Later that evening, she calls me… to let me know of some (temporary?) schedule changes that will be announced tomorrow to give me a heads up to plan around them.

I’m sort of in shock…. part from the sudden illness, but another part is actually from the fact that a college instructor would actually admit knowing students in public, initiate a conversation with them, and take initiative to give them an advance warning.

And I got to thinking.

At this point, I’ve attended three different colleges.

One private, one state, and one catholic. (Ok, so I’ve actually taken a couple classes at a 4th community college, but I’m not counting that one here… lol)

I’ve officially had three different majors.

I’ve had three different minors that were all three close to completion before they were dropped for various reasons.

And in all of this…

This is actually the first time that I’ve had an advisor…. the person who is supposed to be in charge of guiding my educational choices…. who has actually known my name.

And the sad thing is… two of my advisors in the past I’d had teaching multiple classes I was in over several semesters. And.. one of them I actually did an independent study project that they were officially the coordinator managing it.

Did they know me by face enough to know that I belonged to the departments and was supposed to be in areas where I was? Yes.

But they didn’t know my name, nor would they wouldn’t have taken the time and effort to give me a heads up on changes that would mess with things in my classes. One could never even remember that I was one of their advisees.

The bookcover saga

I thought that I was completely done with getting kiddo’s school supplies…. so that I could focus on being able to get my own…. when two weeks into the school year, the note comes home.

It says she needs 6 stretch-fabric book covers, 3 normal and 3 jumbo.
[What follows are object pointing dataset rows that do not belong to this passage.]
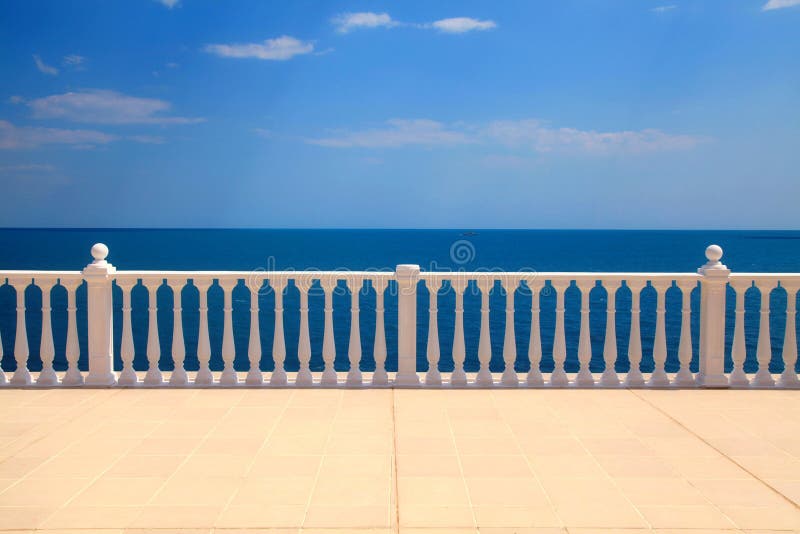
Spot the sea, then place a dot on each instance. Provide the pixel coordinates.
(256, 250)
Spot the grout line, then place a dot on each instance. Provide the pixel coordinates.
(729, 458)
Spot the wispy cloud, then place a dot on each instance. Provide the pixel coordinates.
(278, 49)
(169, 4)
(105, 107)
(19, 137)
(664, 9)
(347, 22)
(396, 133)
(44, 67)
(780, 4)
(526, 134)
(463, 25)
(74, 61)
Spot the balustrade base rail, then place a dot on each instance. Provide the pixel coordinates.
(714, 280)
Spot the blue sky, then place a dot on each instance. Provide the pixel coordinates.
(414, 114)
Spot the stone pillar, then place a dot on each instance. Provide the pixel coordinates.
(407, 278)
(713, 282)
(99, 278)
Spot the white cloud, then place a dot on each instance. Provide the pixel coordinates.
(780, 4)
(105, 107)
(278, 49)
(43, 67)
(346, 22)
(28, 167)
(74, 61)
(396, 133)
(14, 137)
(463, 24)
(664, 9)
(526, 134)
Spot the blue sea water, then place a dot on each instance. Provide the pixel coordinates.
(512, 250)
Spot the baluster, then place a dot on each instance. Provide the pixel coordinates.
(484, 377)
(228, 377)
(254, 376)
(559, 376)
(47, 351)
(584, 377)
(354, 348)
(433, 377)
(509, 377)
(73, 376)
(128, 376)
(459, 377)
(153, 376)
(380, 378)
(535, 346)
(659, 378)
(179, 376)
(788, 378)
(609, 377)
(204, 376)
(304, 377)
(635, 378)
(739, 350)
(329, 377)
(21, 377)
(684, 376)
(278, 377)
(764, 352)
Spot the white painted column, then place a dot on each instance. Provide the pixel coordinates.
(73, 376)
(407, 277)
(204, 376)
(535, 377)
(635, 378)
(609, 377)
(459, 377)
(433, 377)
(254, 376)
(329, 377)
(559, 377)
(713, 283)
(789, 376)
(738, 377)
(179, 376)
(584, 377)
(484, 377)
(304, 377)
(354, 347)
(278, 377)
(659, 378)
(100, 318)
(509, 377)
(127, 376)
(153, 376)
(764, 352)
(21, 377)
(47, 349)
(685, 378)
(228, 377)
(380, 377)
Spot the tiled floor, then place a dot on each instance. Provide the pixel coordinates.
(497, 461)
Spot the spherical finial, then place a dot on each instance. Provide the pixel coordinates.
(714, 253)
(99, 252)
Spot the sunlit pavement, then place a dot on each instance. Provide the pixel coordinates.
(237, 460)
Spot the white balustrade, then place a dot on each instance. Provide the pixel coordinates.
(713, 279)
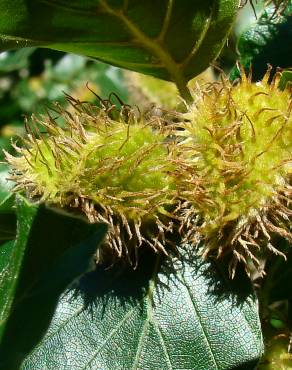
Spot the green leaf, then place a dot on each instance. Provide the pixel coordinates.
(50, 252)
(10, 62)
(189, 316)
(268, 40)
(11, 259)
(169, 39)
(5, 187)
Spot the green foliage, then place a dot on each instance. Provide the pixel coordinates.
(181, 312)
(137, 35)
(36, 269)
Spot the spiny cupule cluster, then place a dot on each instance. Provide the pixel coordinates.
(220, 175)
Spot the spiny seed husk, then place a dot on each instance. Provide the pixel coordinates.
(107, 163)
(235, 168)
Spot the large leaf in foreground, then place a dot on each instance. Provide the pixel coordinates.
(50, 251)
(11, 258)
(188, 317)
(170, 39)
(268, 40)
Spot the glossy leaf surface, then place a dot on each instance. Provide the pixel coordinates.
(188, 317)
(51, 251)
(169, 39)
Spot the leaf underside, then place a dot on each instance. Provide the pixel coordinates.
(170, 39)
(187, 318)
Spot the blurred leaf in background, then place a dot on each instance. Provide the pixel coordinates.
(31, 80)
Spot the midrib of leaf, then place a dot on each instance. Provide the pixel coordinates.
(198, 44)
(154, 46)
(111, 334)
(149, 319)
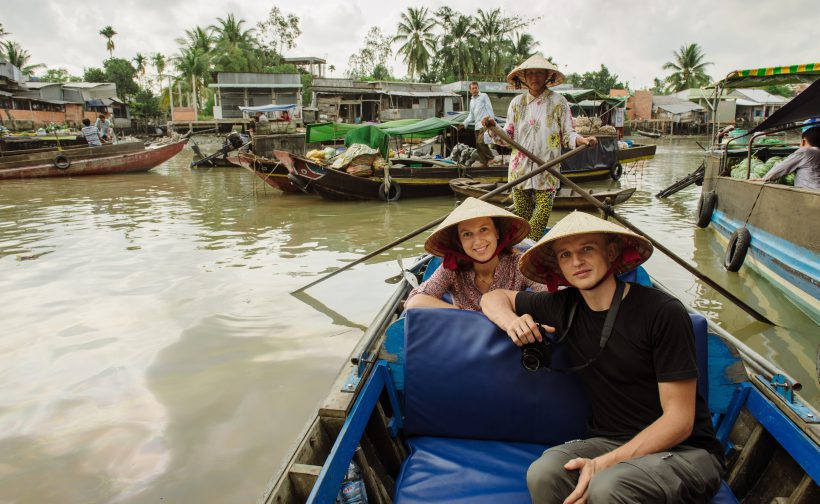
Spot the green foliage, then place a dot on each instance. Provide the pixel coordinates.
(601, 81)
(279, 32)
(688, 69)
(122, 73)
(18, 57)
(94, 74)
(375, 52)
(146, 105)
(108, 32)
(58, 75)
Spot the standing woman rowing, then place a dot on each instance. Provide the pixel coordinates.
(539, 120)
(476, 242)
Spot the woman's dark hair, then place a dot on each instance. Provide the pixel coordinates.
(501, 225)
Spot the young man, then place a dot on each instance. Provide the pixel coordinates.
(103, 125)
(480, 110)
(91, 133)
(650, 435)
(539, 120)
(804, 162)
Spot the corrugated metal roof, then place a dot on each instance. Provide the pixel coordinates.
(256, 86)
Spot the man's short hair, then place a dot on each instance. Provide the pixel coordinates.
(812, 136)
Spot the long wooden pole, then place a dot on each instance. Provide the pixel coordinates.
(541, 168)
(607, 209)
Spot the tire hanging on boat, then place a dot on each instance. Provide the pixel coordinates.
(706, 205)
(61, 162)
(736, 250)
(393, 193)
(616, 171)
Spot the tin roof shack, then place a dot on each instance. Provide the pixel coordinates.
(346, 100)
(99, 97)
(681, 115)
(234, 90)
(726, 108)
(310, 64)
(755, 105)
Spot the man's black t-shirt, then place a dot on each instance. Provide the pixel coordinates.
(652, 341)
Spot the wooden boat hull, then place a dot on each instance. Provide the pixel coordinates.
(565, 199)
(80, 165)
(636, 153)
(784, 228)
(270, 171)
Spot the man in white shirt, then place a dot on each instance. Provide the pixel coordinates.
(480, 109)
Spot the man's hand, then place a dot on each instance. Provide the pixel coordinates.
(588, 468)
(524, 330)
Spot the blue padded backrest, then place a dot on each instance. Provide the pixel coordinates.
(463, 379)
(701, 354)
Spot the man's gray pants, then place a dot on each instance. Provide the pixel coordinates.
(680, 475)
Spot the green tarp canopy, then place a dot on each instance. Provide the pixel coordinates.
(325, 132)
(760, 77)
(377, 136)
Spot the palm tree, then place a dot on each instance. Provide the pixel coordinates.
(139, 63)
(689, 68)
(109, 33)
(415, 30)
(458, 46)
(19, 57)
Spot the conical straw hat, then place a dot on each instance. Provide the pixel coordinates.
(537, 62)
(441, 241)
(539, 262)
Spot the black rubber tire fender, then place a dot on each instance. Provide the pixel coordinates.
(616, 171)
(706, 205)
(394, 195)
(61, 162)
(736, 249)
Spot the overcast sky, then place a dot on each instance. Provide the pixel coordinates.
(632, 38)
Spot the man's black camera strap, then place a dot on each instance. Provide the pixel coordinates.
(606, 331)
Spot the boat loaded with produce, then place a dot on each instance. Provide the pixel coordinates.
(771, 227)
Now, when we were in high school, these weren’t even allowed, as we were told that the tension is harder on the spines made them wear out a lot faster… but apparently the tide ha changed now, and they are not only allowed, they are required.

Great.

So I go to store W… where I expect them to be cheap. Instead they were $4 each. Uh, no.

So I check the grocery store, and they are $3. Better anyway.

Then I ended up checking the pharmacy, which is known for coupons and cheap supplies sometimes, and find them on sale for $2. We have a winner! So I got all 6… 3 of each size… each in different colors…. grumbling about the extra $12 for what are pretty much just decorations, but glad to be done.

About a week passes, and I’m in another brand of store W, way on the far opposite end of town… because I had been on that end of town for an errand… and I see a pile of book covers.

On clearance for 50 cents.

Grrr.

So I drive home… unload the other stuff…. mention my frustration at the price drop… and only now does my kid say “oh yeah, i need 3 more of the jumbo ones, the regular sized ones didn’t fit.”

Double grrr.

No big deal… I’ll stop back at the nearby branch of store W, and they will be the same price by now.

And they would have been…. except that they didn’t have the jumbo sizes anymore, only the normal sized.

Extra double grr.

Ok, so I’ll go back to the pharmacy, maybe they will be on clearance now too.

No more to be found there either.

Ok… fine then.

I’ll just stop at the branch of store W that’s close to my college, and get them there.

And they did have the jumbo size there.

But still at full price.

I gave up and bought the stupid things anyway… because I’m totally sick of dealing with bookcovers and don’t have the time to keep chasing them down.

I get them home, and kiddo pouts because two of the colors that they had were the same two colors that I’d already gotten in the jumbo ones the first time.

Sometimes I feel like its the little things like bookcovers that are going to kill me… just a bit at a time.